In my perfect world, clang would -- as you said somewhere above -- be unable to actually codegen a built and linked binary. Its sole focus would be on helping developers improve their code by eliminating incorrect code (compiler errors, inadvisable practices, slow code, non-standard-compliant code, and so on). Clang could very easily fit into the open source ecosystem this way.
If Clang DOES fully catch up with gcc on performance of compiled code, that's great -- but I think it unlikely because clang is much more valuable if efforts are concentrated on its diagnostics, which you yourself admitted are the most important aspect of a developer tool (not to be confused with a compiler). Clang seems more focused on being a developer tool from the get-go, so why not just push that angle and leave the release builds to gcc?
First, as a premise: the year is 2012. Let's not get ahead of ourselves here.
- Are you compiling a release build? Then use GCC!
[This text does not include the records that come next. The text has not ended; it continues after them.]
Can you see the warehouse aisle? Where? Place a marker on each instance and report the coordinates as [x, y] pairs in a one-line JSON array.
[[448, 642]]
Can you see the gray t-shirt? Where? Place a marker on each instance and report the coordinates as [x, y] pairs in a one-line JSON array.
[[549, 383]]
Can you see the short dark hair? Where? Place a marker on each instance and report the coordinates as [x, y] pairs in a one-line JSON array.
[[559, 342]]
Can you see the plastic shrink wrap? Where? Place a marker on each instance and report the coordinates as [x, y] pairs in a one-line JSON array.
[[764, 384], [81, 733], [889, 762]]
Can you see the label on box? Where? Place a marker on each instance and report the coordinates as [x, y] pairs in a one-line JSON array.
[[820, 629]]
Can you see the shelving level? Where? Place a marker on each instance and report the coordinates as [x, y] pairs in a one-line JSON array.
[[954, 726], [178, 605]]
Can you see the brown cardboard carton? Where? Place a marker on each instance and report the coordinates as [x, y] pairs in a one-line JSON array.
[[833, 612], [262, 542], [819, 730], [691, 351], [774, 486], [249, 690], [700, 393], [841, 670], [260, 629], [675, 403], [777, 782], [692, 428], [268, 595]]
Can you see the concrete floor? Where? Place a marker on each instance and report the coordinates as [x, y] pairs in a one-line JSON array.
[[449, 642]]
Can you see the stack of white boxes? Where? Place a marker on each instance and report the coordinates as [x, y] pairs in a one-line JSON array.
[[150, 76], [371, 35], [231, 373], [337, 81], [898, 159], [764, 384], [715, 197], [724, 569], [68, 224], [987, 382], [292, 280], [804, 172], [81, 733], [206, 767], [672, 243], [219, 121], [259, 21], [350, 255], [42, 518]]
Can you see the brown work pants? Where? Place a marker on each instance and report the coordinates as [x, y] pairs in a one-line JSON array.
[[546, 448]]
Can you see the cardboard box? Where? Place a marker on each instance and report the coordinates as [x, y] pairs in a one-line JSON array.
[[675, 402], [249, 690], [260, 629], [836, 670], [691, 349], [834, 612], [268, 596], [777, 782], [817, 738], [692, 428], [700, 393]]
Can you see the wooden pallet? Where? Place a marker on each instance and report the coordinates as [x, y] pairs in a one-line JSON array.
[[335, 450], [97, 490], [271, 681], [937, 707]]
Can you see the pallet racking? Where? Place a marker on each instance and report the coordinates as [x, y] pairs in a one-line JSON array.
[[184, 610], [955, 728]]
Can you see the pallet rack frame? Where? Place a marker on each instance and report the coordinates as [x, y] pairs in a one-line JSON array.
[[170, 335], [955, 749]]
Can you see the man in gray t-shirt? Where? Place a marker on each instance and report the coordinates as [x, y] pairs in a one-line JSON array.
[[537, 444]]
- Are you already familiar with GCC's error messages and know what to do when you see one? Then use GCC!
- Are you stumped by an error, or looking to improve the quality of your code? Then use clang or clang-analyzer!
- Are you writing a graphics driver and don't have the manpower / time to develop your own optimizing shader compiler? Then use LLVM!
Now, the year is 2014. Oh, wait -- I was about to make a similar list as above but with what the situation will be in 2014, but then I realized that I misplaced my crystal ball. Maybe you have it over there and can find it for me, elanthis?